The simple dramatic plays really moved the audiences. After Ijanba Oogun Olooro, some individuals shared their reflections. The headmistress encouraged the children to face their studies and strive to be better leaders of tomorrow, and she also advised them to avoid drugs and peer pressure. Two other woman talked about proper parental upbringing, advising parents to model good behavior and monitor their children’s behavior as well. One young boy talked about the truth of drug abuse that was displayed on stage, adding that it is a social menace that needs to stop, while another said that students should face their studies at all time. In general, the children learned about the dangers of drug abuse and that it’s important to avoid bad friends.

After Unity in Diversity, the community members were called on stage to discuss what they took away from the play and how they, as individuals, had a role to play in this issue. All from different ethnic groups, these individuals had the opportunity to share their grievances towards each other and find common ground to settle their differences. The women of the community knew the play was for them because the problems addressed were gotten from the interviews we conducted. A university worker talked about the issue of impatience and greed among human beings as the reason behind some of the fights that happen in the neighborhood, and she encouraged the audience to give people the space to be human, no matter who they are. A businesswoman talked about tribal sentiments and encouraged people to drop ethnic partiality and support artisans from all different tribes.

Author and Team Leaders

Kofoworola and her team members in the first community (Igbo Oloyin community).

Post-Performance

After the two performances, I interviewed some of the university students who worked with me because I wanted to know what their thoughts were on theatre for development and how the processes had impacted them. Taiwo Adepeju expressed her joy for participating in Igbo Oloyin community theatre outreach, as it adds value to people in rural communities. Ogundipe Priscilla appreciated the opportunity to offer something beyond entertainment. These students volunteered to participate in the project because they were interested in community-theatre processes and wanted to gain experience in the practice.
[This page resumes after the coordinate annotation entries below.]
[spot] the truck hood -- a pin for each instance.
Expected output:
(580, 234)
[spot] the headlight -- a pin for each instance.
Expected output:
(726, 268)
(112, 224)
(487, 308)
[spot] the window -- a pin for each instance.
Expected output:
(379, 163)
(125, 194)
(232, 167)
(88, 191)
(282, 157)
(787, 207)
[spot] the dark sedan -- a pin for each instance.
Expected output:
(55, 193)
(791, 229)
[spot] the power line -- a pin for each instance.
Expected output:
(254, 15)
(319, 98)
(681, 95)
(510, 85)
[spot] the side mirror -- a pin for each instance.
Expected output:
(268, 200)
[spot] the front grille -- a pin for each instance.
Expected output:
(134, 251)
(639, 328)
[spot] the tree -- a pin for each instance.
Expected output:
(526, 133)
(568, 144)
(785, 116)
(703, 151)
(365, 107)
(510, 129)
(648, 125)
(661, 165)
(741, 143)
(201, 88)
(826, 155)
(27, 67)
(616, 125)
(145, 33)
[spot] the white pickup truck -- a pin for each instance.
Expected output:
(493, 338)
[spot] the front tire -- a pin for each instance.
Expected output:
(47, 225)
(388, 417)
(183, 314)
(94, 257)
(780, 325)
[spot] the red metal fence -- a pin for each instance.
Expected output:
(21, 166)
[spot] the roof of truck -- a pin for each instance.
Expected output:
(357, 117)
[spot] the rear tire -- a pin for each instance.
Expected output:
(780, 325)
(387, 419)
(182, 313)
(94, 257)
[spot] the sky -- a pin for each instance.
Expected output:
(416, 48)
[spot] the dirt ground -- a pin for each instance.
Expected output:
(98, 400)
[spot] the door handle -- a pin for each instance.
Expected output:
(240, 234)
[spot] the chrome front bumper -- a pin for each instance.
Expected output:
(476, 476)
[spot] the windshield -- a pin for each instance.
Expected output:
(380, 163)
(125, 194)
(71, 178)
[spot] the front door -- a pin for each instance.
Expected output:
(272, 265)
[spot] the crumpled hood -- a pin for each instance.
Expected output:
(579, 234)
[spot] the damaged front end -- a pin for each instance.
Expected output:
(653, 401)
In general, when presenting plays that address problems in a community, there will be stumbling blocks. But I always thought back to the aim of the projects and their significance: they have the possibility of changing the lives of people forever. Collaboration with community members is key because they are an integral part of the project.

Theatre for development as a theatre practice is one of the most effective ways of solving problems through in society. Because it involves its audience both emotionally and intellectually, it can make theory logical and real for people, and, because of this, it is quite effective in educating people or sensitizing them about things they should or should not do. One of the most valuable aspects of the theatre for development is encouraging active participation from people whose voices are not normally heard in the community, or people who don’t participate in the political process. From the communities’ responses to Ijanba Oogun Olooro and Unity in Diversity, I understood that the average Nigerian can be a change maker if given the opportunity to express themselves. The average Nigerian wants a better life for themselves and will participate in community-building if they are given a chance to be part of active decision making.